Guernsey: An island located between Britain and France, Guernsey has a two-tier housing market: the local market and the open market. While there are no controls on who can buy in either, only qualified residents can live in local-market housing (meaning foreigners can buy those homes but can’t live in them). If non-qualified residents want to own and live in a home, they must buy one of the 1,597 private dwellings on the open market, which typically are much more expensive. The Open Market Housing Registrar is presently closed, so no new properties are being added to the list.
Malaysia: To prevent foreigners from snapping up all the low- and mid-level priced properties, each region has a minimum property price for foreigners. On the lowest end, it would cost foreigners 300,000 Malaysian ringgit (approx. $100,000) to live in the state of Sarawak. On the high end, foreigners would have to pay at least two million Malaysian ringgit (approx. $650,000) to live in Selangor.

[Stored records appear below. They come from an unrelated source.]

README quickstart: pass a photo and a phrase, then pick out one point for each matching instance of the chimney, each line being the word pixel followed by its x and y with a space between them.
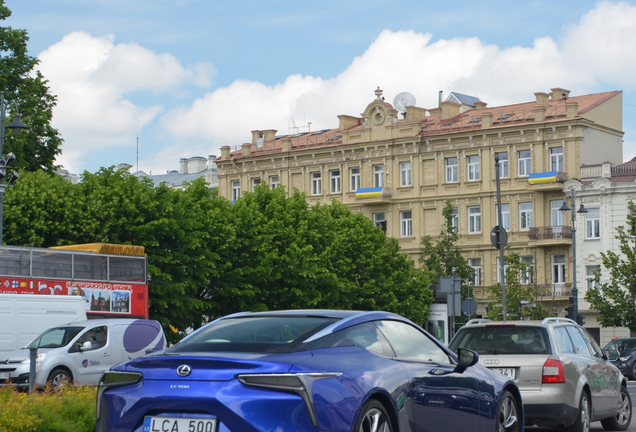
pixel 486 120
pixel 542 99
pixel 255 136
pixel 286 143
pixel 449 109
pixel 269 135
pixel 539 113
pixel 572 108
pixel 558 93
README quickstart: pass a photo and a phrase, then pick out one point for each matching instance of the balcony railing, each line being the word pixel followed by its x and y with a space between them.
pixel 553 290
pixel 549 233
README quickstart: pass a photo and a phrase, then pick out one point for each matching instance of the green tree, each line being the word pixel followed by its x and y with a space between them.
pixel 521 297
pixel 616 300
pixel 37 147
pixel 444 258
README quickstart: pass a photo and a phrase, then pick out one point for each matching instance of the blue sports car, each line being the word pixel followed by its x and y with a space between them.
pixel 308 370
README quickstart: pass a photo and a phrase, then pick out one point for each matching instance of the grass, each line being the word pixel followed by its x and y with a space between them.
pixel 68 409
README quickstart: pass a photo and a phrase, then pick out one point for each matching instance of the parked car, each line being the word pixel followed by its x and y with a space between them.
pixel 564 377
pixel 308 370
pixel 626 362
pixel 82 351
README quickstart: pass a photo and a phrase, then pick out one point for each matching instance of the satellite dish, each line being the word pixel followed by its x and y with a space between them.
pixel 402 100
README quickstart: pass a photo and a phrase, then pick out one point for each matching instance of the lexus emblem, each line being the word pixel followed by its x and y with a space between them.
pixel 184 370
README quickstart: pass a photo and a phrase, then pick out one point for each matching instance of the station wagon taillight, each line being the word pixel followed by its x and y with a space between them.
pixel 553 372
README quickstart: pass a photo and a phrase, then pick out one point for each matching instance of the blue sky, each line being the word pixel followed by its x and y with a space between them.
pixel 188 76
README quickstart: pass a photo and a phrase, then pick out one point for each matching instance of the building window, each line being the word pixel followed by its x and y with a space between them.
pixel 236 190
pixel 255 182
pixel 590 283
pixel 593 224
pixel 525 216
pixel 505 216
pixel 557 217
pixel 526 276
pixel 354 174
pixel 499 269
pixel 406 224
pixel 473 168
pixel 475 264
pixel 558 269
pixel 378 176
pixel 335 181
pixel 524 163
pixel 503 164
pixel 379 220
pixel 405 174
pixel 556 159
pixel 474 219
pixel 316 184
pixel 454 220
pixel 451 170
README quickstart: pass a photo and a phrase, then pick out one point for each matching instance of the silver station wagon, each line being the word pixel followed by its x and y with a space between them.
pixel 565 379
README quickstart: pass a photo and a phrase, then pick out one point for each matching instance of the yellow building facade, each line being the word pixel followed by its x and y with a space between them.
pixel 400 168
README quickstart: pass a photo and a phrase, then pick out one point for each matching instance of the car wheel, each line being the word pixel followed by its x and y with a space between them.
pixel 507 414
pixel 373 418
pixel 582 422
pixel 623 416
pixel 58 377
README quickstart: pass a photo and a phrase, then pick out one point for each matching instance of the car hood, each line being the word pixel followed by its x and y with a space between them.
pixel 210 366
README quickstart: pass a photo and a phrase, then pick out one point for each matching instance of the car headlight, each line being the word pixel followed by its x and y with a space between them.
pixel 38 358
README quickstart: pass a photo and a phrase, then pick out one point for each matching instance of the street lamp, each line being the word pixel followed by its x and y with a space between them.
pixel 16 126
pixel 575 292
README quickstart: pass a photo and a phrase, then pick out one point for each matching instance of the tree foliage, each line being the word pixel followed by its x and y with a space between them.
pixel 616 300
pixel 37 147
pixel 521 296
pixel 208 257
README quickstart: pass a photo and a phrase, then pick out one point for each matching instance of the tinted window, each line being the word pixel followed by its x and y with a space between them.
pixel 580 346
pixel 253 334
pixel 409 343
pixel 502 339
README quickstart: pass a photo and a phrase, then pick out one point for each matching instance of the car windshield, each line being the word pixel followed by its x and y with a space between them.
pixel 502 340
pixel 269 334
pixel 55 337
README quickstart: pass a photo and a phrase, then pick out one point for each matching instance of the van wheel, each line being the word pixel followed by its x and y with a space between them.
pixel 582 422
pixel 624 415
pixel 59 377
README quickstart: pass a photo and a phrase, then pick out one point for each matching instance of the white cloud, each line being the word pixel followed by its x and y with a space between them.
pixel 597 49
pixel 91 77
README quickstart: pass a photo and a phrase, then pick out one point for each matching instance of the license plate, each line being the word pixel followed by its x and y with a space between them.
pixel 179 424
pixel 508 372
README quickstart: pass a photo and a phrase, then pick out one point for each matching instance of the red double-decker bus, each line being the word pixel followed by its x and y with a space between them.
pixel 113 279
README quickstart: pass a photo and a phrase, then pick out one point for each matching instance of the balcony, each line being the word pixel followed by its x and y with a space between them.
pixel 553 235
pixel 553 291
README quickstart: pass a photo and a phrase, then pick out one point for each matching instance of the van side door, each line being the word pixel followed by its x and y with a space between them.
pixel 91 355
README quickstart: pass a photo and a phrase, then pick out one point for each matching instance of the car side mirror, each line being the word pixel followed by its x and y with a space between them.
pixel 467 357
pixel 611 354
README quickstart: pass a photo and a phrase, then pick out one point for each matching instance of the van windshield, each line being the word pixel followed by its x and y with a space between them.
pixel 55 337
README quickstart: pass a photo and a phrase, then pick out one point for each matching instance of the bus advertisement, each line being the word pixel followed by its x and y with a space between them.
pixel 113 279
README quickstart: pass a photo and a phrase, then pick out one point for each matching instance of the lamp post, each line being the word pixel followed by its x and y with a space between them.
pixel 575 291
pixel 16 126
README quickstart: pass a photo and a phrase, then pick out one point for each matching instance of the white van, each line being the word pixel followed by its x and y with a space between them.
pixel 25 316
pixel 82 351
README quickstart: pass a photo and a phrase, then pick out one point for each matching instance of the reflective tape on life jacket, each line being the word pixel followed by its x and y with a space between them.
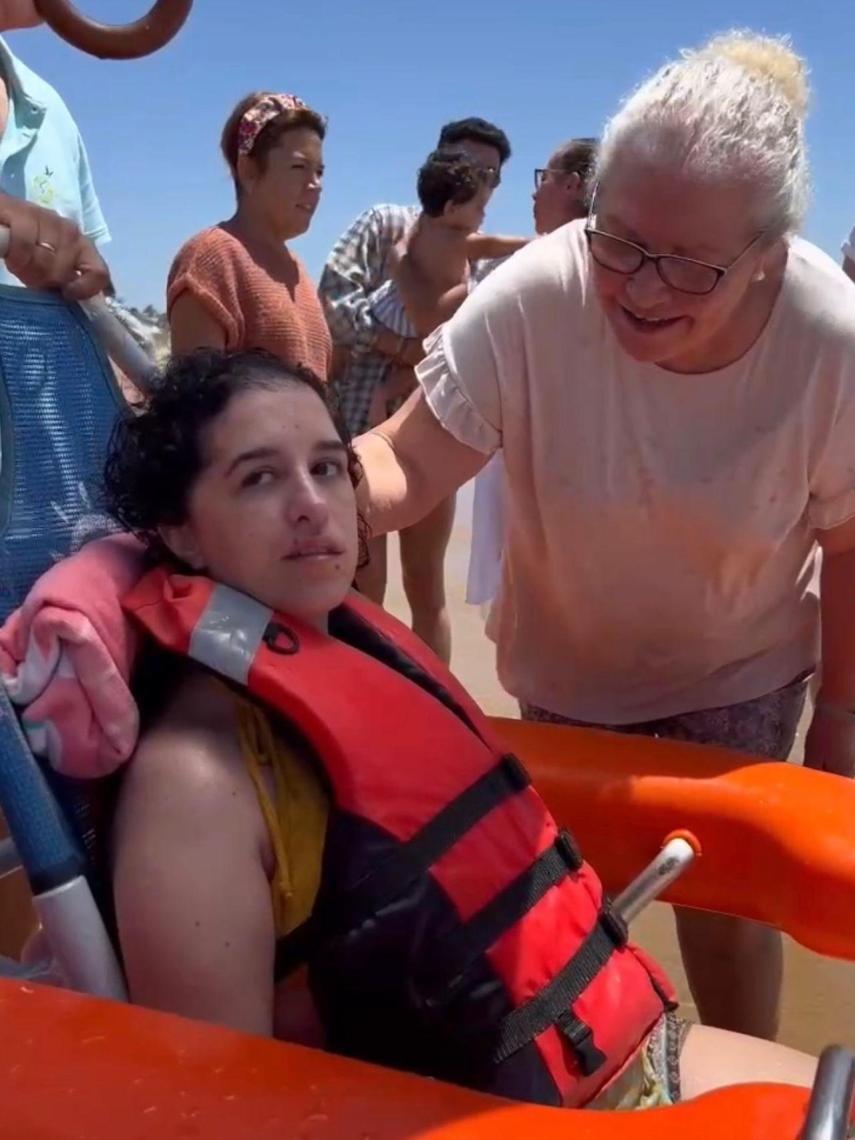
pixel 456 933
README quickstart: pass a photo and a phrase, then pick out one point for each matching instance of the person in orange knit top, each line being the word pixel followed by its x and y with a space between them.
pixel 237 285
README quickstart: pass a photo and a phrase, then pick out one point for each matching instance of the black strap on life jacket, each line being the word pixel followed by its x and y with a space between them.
pixel 464 945
pixel 412 860
pixel 553 1004
pixel 406 864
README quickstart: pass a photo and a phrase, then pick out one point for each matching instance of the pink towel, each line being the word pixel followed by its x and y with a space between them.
pixel 66 658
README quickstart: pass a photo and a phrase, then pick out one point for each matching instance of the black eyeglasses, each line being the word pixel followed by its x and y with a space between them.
pixel 685 275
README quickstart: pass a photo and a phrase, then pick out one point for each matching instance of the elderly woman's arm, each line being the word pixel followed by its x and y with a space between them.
pixel 410 464
pixel 830 741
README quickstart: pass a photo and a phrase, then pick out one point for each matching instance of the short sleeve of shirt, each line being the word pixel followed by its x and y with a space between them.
pixel 832 475
pixel 832 487
pixel 470 359
pixel 94 224
pixel 205 267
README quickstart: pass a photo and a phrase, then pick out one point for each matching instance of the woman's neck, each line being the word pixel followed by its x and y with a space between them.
pixel 255 228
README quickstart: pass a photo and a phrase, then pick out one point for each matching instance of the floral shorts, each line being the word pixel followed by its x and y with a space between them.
pixel 765 726
pixel 652 1079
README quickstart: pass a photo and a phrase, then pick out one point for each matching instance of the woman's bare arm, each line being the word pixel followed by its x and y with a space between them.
pixel 192 326
pixel 410 464
pixel 193 897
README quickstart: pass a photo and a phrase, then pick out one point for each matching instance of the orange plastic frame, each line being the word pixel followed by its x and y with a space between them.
pixel 778 845
pixel 78 1068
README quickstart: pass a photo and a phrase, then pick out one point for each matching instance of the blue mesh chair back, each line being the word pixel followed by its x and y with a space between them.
pixel 58 402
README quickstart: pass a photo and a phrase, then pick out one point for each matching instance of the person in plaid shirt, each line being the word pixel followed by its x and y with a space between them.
pixel 373 373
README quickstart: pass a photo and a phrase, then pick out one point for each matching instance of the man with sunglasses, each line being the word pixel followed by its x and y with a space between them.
pixel 562 186
pixel 562 194
pixel 373 368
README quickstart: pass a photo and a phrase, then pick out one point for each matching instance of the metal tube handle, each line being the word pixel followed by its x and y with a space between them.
pixel 677 853
pixel 832 1097
pixel 114 338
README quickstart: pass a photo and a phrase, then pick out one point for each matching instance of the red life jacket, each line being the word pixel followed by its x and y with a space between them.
pixel 457 931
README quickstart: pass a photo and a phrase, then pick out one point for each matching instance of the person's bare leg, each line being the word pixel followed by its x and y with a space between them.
pixel 715 1058
pixel 372 577
pixel 423 571
pixel 734 970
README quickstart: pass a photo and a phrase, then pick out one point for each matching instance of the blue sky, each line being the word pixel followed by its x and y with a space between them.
pixel 388 73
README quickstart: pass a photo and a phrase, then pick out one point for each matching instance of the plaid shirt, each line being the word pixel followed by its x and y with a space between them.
pixel 353 270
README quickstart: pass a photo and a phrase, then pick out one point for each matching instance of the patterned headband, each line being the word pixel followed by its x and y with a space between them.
pixel 262 112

Thailand: While foreign nationals can own a house in the country, they aren’t permitted to own the residential land the home sits on. Foreigners can also own a condo, so long as at least 51 per cent of that building’s units are Thai-owned.
Australia: Non-resident foreign buyers must generally buy new homes or new apartments, or they build on vacant land for residential development, so long as the development is completed within four years. Foreigners living temporarily in the country can buy an existing home, so long as they live in it and sell the property once their visa expires.
Philippines: Foreigners can own a home in the country, but they can’t own the land on which it’s built. In terms of buying condo units, that’s permitted so long as the amount of foreign-owned units doesn’t exceed 40 per cent.
Singapore: In addition to an 18 per cent property sales tax, foreigners can only buy a condo unit or apartment without first getting government approval.
Prince Edward Island: Yes, P.E.I. is part of Canada, but when it comes to limiting foreign buyers, it shares more in common with other countries. Non-residents—and this applies to Canucks living outside the province too—are limited to five acres of land or 165 feet of shoreline.